Con un jardín donde Anna cuidaba las rosas desde la primavera hasta finales del otoño, y un taller para Iván donde podía trabajar con madera en cualquier clima.
—Sabes, siempre pensé —confesó Anna un día mientras recogía flores— que el destino te había traído hasta nosotros, pero que luego te llevaría lejos. Pero al final nos elegisteis. Y te quedaste con nosotros.
—El corazón ve mejor—Sacha la tomó suavemente en sus brazos. — No se equivoca.
Para su vigésimo cumpleaños, creó una fundación para ayudar a los niños huérfanos. La bautizó en honor a Anna e Ivan Kuznetsov, a pesar de sus avergonzadas protestas.
Esa noche, al volver a su apartamento en Moscú, Sasha sacó dos objetos: un pequeño colgante con la forma de la letra «A», que había tenido consigo esa noche de invierno, y una bufanda gastada que Anna le había regalado antes de partir hacia la ciudad.

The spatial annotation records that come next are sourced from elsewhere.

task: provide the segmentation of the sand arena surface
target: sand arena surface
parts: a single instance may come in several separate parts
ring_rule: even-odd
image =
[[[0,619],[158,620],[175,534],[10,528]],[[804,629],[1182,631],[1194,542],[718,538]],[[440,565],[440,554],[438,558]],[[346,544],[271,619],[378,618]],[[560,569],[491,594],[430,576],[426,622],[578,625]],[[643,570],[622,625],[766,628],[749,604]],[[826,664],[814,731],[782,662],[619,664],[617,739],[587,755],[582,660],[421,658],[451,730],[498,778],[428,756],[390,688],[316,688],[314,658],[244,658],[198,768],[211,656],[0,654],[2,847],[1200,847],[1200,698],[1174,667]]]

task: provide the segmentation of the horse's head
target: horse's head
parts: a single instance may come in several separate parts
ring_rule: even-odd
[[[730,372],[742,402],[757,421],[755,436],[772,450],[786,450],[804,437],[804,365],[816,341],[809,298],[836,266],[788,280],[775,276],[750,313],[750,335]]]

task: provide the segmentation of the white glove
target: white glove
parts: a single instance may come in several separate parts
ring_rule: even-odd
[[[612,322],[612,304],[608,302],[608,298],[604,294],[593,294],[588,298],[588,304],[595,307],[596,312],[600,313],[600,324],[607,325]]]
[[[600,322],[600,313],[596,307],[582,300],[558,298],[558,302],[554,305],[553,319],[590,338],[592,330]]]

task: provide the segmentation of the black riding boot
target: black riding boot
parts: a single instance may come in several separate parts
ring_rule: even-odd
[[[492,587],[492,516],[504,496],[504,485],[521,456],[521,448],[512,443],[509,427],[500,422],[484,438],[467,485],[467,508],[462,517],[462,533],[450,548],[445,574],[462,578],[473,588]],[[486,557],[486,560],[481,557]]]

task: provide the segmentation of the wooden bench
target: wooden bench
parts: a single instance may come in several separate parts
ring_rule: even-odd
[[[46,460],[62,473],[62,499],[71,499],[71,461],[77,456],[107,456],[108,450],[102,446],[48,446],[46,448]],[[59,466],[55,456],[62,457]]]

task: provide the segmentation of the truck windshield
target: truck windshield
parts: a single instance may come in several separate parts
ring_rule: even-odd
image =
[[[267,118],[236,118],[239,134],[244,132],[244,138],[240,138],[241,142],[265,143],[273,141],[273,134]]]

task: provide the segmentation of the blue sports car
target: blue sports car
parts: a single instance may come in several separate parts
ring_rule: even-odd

Los colocó cuidadosamente uno al lado del otro. El pasado y el presente. Sangre y amor. Dos caminos que se habían convertido en un solo destino.
Afuera, la ruidosa ciudad zumbaba, pero Sasha, en sus pensamientos, estaba allí, en el tranquilo pueblo de Ustinovo, donde, muchos años atrás, el destino lo había conducido a las puertas de las personas más queridas para su corazón.